Speech, breathing, all lost to me, along with the power to look away from this perfect young man standing in front of me. I memorized his face, his chiseled jaw line, and flawless lips. His eyes were perfect, his nose was perfect, and he was not to be faulted.
He was breathtakingly handsome.
I couldn’t explain, nor understood, why I felt overwhelmingly drawn to him, and my interest intrigued me.
The young man stared at me with curiosity in his warm eyes and an ever so slight grin that spread across his lips. Before either of us could open our mouths to speak, one of the men from the group yelled again, and the young man’s eyes darted toward the crowd. His smile faded, and he marched away from me without uttering a single word.
“Please excuse my son, Miss,” an older man whispered.
I nodded, and he sauntered off after his son.
“Miss Alexandra, ya all right?” Sarah said in a hushed but frightened tone. Her question was barely comprehensible, much less answerable. “Dang fool should watch where he walkin’. Well, come on, let’s get inside ‘fore anythin’ else happens to ya,” she muttered, grabbing my arm.
“Sarah, I don’t need help.” I brushed her hand away. “Just go inside, I shall meet you shortly.”
She stared at me for a moment with one eyebrow raised and released my arm. I ignored her shocked expression, and adjusted the buttons on my sleeve. Without another word, she nodded and turned away, conceding to my command with a knowing smile on her face that annoyed me.

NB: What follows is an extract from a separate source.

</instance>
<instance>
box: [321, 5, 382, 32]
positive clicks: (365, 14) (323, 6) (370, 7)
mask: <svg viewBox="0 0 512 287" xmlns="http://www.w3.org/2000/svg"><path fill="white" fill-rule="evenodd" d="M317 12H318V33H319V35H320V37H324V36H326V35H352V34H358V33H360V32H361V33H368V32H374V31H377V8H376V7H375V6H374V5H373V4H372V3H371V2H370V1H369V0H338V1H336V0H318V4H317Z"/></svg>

Mr. O’Brien held the door for her as she entered the store, shaking her head and giggling over his chivalry. After the door shut behind them, I looked over my shoulder and watched the young man and his father walk away.
His long jet black hair was half pulled back at the crown and banded into a small braided ponytail. Beads of jade and turquoise adorned his neck and the white feather tethered to the end of the braid fluttered in the breeze.
He glanced over his shoulder, too, and our eyes locked.
Thoroughly embarrassed, I darted through the store’s entrance. My cheeks burned as I pressed myself up against the inside wall.